Los de la Cafetería La Meseta, donde nos reuníamos los lunes por la noche, exigían a cada uno del Grupo, al menos, una consumición. No era mucho por dos horas. Además, habíamos llegado al acuerdo de que cada uno pagase lo suyo, salvo circunstancia muy especial, y no era cuestión de pedirles, esa semana también, pues las dos anteriores se me había olvidado llevar el dinero, que me volvieran a invitar.
Suspiré. Lo que no podía ser, no podía ser, y además era imposible. Proseguí sin darle importancia, Bueno, por lo menos levántate, andaremos un poco, ¿qué ha pasado en tu casa?, Nada. ¿Nada?, ¿Y estás así por nada?, pues que señor tan importante, ¿o es señora? Conseguí que sonriera un poco tristemente, Es que me han pillado el paquete de tabaco, y me han montado el número, figúrate. El tabaco era otra de las peleas que manteníamos en casa. Los mayores sabían de antemano que la tenían perdida, pero en ese tema eran rigurosos. A mí, por ejemplo, aunque alguna vez me daban dinero para comprarlo, no me dejaban fumar en casa. Manías. ¿Qué te han dicho?, Se han puesto en plan plasta, ya sabes, que si el médico, que si la salud, que si el abuelo murió de cáncer..., vamos bordes, bordes..., vaya, que no soporto sermones, así que me he venido. Ya, contesté por contestar algo. Como digo, los mayores tenían perdida la batalla, pero nosotros sabíamos, aunque seguíamos fumando, que tenían razón. Todo lo dejábamos fiado a nuestra juventud.
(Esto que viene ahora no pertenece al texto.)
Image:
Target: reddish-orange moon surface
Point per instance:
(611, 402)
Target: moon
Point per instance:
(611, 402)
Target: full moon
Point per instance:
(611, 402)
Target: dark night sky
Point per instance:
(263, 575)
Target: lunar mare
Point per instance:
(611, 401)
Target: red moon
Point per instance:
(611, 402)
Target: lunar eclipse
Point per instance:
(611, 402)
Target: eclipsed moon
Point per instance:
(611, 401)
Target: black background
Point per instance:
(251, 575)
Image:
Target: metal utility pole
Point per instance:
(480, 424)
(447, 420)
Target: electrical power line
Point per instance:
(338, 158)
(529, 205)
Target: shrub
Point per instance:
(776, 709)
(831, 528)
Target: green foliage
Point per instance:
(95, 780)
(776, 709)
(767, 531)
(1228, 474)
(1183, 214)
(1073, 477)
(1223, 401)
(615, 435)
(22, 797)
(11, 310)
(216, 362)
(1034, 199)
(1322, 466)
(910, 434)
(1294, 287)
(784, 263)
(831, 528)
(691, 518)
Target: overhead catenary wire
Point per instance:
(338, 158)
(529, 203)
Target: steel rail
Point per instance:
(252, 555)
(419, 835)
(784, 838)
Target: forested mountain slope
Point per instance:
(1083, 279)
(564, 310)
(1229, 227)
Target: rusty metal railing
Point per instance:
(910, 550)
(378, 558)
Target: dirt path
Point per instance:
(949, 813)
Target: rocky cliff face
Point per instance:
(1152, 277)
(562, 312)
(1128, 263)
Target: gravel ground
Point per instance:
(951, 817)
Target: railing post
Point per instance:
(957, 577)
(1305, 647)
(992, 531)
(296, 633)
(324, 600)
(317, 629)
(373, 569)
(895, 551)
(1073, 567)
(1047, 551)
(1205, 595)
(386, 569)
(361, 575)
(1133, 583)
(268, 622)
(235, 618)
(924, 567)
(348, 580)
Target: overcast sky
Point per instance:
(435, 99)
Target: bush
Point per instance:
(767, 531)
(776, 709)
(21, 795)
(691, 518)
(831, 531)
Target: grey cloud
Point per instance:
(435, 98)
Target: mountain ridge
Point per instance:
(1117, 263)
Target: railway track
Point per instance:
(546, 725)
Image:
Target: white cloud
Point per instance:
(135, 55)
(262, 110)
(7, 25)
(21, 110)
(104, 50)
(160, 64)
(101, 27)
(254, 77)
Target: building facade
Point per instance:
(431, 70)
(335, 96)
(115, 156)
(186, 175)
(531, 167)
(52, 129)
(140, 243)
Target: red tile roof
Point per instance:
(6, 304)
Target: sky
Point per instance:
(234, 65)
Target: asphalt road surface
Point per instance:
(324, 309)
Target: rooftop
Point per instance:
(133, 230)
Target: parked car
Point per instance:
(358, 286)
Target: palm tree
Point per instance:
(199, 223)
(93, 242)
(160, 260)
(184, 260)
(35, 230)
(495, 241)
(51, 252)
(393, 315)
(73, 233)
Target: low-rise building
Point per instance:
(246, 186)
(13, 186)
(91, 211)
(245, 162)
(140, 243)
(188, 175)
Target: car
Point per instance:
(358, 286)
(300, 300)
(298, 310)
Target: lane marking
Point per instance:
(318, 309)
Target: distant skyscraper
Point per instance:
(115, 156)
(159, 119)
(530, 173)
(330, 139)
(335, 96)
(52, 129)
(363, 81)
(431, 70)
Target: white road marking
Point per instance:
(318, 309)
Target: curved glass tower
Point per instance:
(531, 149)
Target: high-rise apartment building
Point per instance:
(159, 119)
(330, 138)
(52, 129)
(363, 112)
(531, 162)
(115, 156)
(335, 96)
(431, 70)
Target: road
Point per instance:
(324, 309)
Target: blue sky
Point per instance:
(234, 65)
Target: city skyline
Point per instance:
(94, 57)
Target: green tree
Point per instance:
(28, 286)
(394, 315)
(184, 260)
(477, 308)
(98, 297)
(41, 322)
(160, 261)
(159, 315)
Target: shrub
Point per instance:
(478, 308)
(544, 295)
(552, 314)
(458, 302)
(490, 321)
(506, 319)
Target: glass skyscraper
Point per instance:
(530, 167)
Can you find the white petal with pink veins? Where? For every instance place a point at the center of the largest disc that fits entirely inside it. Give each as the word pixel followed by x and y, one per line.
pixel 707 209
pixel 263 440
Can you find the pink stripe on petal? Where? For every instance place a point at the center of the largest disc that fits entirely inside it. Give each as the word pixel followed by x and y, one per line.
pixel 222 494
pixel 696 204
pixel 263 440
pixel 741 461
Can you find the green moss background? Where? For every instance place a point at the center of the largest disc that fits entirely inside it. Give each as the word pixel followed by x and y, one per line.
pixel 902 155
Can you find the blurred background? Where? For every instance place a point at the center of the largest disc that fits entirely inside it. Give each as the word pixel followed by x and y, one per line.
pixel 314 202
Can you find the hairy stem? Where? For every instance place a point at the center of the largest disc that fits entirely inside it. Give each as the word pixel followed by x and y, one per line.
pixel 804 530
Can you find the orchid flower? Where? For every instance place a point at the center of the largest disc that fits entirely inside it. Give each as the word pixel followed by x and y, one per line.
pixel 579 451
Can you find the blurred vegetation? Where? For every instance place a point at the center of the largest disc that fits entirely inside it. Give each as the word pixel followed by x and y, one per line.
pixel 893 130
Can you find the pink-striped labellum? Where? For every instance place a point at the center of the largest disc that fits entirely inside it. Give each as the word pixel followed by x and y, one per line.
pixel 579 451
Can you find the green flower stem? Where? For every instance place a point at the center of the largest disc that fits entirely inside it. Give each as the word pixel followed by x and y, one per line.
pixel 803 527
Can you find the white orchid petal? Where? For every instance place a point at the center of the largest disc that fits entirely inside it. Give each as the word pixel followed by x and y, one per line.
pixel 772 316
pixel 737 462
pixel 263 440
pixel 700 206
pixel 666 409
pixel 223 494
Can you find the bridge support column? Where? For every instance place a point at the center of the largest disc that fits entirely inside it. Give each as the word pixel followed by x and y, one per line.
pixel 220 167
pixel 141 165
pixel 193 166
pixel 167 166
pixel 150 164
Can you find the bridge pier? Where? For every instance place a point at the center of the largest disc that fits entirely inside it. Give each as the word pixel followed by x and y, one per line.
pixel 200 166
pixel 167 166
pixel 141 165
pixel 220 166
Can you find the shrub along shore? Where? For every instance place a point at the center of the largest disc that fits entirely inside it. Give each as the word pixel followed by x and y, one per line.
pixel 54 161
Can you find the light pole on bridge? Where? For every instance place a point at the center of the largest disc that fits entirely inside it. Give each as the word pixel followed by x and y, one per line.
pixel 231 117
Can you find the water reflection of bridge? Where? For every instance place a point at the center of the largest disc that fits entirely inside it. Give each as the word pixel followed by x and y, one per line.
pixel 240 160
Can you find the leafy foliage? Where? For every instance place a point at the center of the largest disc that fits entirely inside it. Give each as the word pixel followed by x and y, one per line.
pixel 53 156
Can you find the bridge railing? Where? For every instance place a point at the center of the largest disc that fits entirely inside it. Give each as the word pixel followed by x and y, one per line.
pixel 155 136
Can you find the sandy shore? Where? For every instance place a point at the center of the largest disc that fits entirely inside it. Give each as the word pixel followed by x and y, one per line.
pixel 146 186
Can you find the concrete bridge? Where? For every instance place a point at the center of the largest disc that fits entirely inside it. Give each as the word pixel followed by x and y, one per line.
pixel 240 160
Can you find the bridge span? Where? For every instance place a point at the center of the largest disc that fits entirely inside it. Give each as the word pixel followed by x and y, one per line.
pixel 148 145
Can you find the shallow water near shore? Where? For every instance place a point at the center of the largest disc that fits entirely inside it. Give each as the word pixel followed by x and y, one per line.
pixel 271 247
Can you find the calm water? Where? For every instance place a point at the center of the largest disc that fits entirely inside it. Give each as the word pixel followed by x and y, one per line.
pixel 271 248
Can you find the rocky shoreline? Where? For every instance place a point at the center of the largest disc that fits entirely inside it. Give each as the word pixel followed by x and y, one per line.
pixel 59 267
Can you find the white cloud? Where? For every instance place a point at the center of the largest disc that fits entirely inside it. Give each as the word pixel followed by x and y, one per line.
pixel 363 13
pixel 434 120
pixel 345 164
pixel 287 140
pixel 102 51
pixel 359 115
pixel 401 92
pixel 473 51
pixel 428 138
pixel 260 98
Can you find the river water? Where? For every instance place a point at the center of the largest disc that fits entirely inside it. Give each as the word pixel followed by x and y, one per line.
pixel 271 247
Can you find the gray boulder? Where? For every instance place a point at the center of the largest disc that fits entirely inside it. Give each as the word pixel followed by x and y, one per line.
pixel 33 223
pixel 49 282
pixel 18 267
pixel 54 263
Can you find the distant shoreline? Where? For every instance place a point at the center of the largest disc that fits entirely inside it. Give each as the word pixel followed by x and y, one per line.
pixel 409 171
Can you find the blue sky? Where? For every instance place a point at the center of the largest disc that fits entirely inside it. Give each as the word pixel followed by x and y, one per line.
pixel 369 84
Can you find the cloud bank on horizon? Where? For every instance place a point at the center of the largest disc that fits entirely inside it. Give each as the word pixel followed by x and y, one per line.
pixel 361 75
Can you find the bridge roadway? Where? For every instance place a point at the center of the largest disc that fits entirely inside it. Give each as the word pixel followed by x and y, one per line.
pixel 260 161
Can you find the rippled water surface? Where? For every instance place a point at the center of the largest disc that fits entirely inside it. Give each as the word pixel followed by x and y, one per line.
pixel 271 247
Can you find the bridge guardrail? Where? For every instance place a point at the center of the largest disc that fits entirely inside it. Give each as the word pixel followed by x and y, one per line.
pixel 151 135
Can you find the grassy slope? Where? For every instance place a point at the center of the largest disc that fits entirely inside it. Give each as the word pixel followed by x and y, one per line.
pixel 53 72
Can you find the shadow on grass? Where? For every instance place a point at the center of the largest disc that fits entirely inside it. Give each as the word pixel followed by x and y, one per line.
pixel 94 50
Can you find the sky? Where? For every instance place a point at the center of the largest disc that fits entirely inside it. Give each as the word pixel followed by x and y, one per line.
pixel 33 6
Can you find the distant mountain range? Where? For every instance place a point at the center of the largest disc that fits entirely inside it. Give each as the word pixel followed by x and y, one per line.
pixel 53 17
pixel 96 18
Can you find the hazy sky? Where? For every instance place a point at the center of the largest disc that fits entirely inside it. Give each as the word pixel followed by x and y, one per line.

Era imposible que, siendo tan jóvenes y sanos, nos pasara algo por culpa del tabaco. Cuando fuéramos mayores, como ellos, ya veríamos. Cualquiera, además, lo podía dejar cuando quisiera. Sobre todos nosotros, que éramos muy machos, y teníamos los atributos necesarios...
Dimos una vuelta por la Plaza, en silencio. La contemplaba anhelante. Tres, cuatro, no sé las veces, intenté despegar los labios y decírselo, pero, una vez más, quedé mudo. La situación era ridícula. Ella se dio cuenta de que algo me azoraba. Era muy intuitiva. Además, estaba casi temblando por el frío, comprendió que lo mejor era evitar una metedura de pata por mi parte, Me voy a casa, ¿Te veo mañana en el recital?, No creo, tengo que empollar, lo siento, No te preocupes, ¿Tú, qué, no estudias nunca? Tenía razón los lunes reunión, mañana recital, el miércoles oración, pero le respondí, Sólo nos queda el jueves el examen de Pedagogía, el viernes nos dan la vacaciones; bueno, nos las damos nosotros, porque dicen que hay que ir el lunes, y pasamos directamente, Vaya suerte, ¿no? No sé por qué, pero me dio por decir la tontería, Hay que sabérselo montar... La respuesta fue inmediata, Ya salió el fantasma, Pero si es verdad, Hasta luego, Adiós...
Y se largó. Ni me dio tiempo a preguntarle que cuándo nos veríamos. Lo volví a conseguir yo solo, meter la pata, por no decir lo que me abrasaba la garganta, y por decir las estupideces que no tenía que haber mentado.
Otra vez descender la calle Imperial, tenía que ir a la reunión, pero no llevaba prisa. Ni ganas, casi. Y eso era noticia.
Otro día en blanco, pensé.
Ahora bajaba cabizbajo, sólo tenía en mi mente sus ojos que no se apartaban de mí.
De pronto, sentí cómo una lágrima brotaba y se golpeaba triste contra mi rostro. Levanté la cabeza. Nadie me había visto. Y si me ven que se aguanten, refunfuñé en voz audible. En realidad, era un comentario de impotencia, más que otra cosa. Era el comentario de la soledad y del sufrimiento más hondo que teníamos por entonces; a veces, he pensado que ese era el único sufrimiento que teníamos. Si había más, nacían de él. Y si me ven que se aguanten. Los hombres también tenemos derecho a llorar, remaché como si hubiera encontrado otro derecho fundamental de los seres humanos a incluir en la Declaración Universal de la ONU, ¿o sería el comienzo de algún poema inédito?
A esas de horas de la noche, con el frío helor golpeando en los cristales, era muy difícil encontrar a nadie conocido.

6 comentarios:

Beatriz Ruiz dijo...

Magnífica expresión de los sentimientos... amigo, los hombres también pueden llorar, claro que sí... desgraciado el que no pueda permitírselo...

Gracias...

Un gran beso desde Tenerife...

Pepe Gonce dijo...

Yo creo que la mayoría, cuando jovenes, hemos tenido experiencias parecidas a las que nos relatas.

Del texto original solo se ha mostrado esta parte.